Lantas setelah melihat Chenda pergi, Bumi pun ikut bangkit untuk mencuci muka. Namun, niatnya terhenti saat melihat Senja yang tengah berdiri di depan pantri berdampingan dengan Mama. Tanpa banyak berfikir, Bumi segera mendekat. Memberi sapa serta morning kiss mungkin tidak ada salahnya.
"Pagi sayang!".
Namun, belum juga mendaratkan bibirnya pada kening Senja, wanita itu sudah lebih dulu memundurkan tubuhnya. Mengganti posisi berdirinya, menjauh dari Bumi. Hal itu membuat Bumi menghembuskan napasnya.
Masih marah rupanya.
"Pagi, Ma".
Cup!
Kecupan selamat pagi itu akhirnya berlabuh di pipi sang Mama.
"Abang! Jorok. Bau. Mandi dulu sana!" Protes Mama sengit.
Bumi terkekeh pelan, lantas melirik ke arah Senja. Wajahnya masih sama datar seperti kemarin malam.
"Cepet mandi! Habis itu sarapan".
Pria itu mengangguk patuh. Kemudian menggeser tubuhnya sedikit lebih dekat dengan Senja. Menundukkan kepalanya lantas berbisik, "aku mandi ya." Seraya mengelus kepala belakang Senja, meski tak ada respon yang berarti dari wanita itu.
Tak lebih dari tiga puluh menit Bumi sudah kembali dengan pakaian santai. Mama, Senja, Chenda dan Aji pun sudah siap duduk di kursi masing-masing. Seperti hari-hari biasanya mereka akan selalu sarapan bersama.
Bumi duduk menepati kursi di ujung meja. Tepat saat dirinya sudah duduk di kursi. Ia kembali berdiri dengan cepat saat merasakan lambungnya bergejolak dan isi perutnya terasa naik ke tenggorokan, Bumi berlari ke menuju wastafel dan memuntahkan semuanya.
Huek!
"Bumi!".
Bumi terus mengeluarkan isi perutnya. Sampai merasa cukup, dia membasuh wajahnya kemudian berdiri dengan tangan yang memegang erat pinggiran wastafel. Perutnya terasa kosong. Entah ini efek dari tidur di luar atau salah makan.
"Masih mau muntah?" Suara Senja terdengar khawatir.
Bumi menggeleng, "enggak." Katanya dengan suara dan badan yang lemas.

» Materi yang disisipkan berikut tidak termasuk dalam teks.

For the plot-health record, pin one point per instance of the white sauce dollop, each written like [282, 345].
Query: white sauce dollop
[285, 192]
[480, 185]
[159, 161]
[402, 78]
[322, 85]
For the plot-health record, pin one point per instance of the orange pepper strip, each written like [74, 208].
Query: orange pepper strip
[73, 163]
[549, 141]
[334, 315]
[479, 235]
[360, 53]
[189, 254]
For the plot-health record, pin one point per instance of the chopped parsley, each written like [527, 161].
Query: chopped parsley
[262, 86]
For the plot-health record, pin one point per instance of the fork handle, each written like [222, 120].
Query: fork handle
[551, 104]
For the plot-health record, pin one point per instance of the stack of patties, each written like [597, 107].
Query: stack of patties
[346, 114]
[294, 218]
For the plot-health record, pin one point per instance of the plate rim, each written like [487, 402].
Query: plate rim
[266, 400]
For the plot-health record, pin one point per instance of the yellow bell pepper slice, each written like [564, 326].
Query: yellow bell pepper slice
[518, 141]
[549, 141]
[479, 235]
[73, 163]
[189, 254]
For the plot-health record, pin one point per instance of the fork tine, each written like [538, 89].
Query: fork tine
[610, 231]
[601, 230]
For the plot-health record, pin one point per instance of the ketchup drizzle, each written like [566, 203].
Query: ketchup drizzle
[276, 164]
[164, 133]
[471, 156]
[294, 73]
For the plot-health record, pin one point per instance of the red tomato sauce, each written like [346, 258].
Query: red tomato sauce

Melihat itu Senja langsung membawa Bumi untuk duduk. Tapi pria itu mencekal tangannya dengan segera. "Ke kamar aja. Eneg banget cium bau masakannya".
Senja menuruti permintaan suaminya. Sampai di kamar, ia membantu Bumi berbaring.
"Pusing?".
"Enggak".
"Kamu habis makan apa kemarin?".
"Enggak makan apa-apa." Gumam Bumi kemudian memejamkan mata.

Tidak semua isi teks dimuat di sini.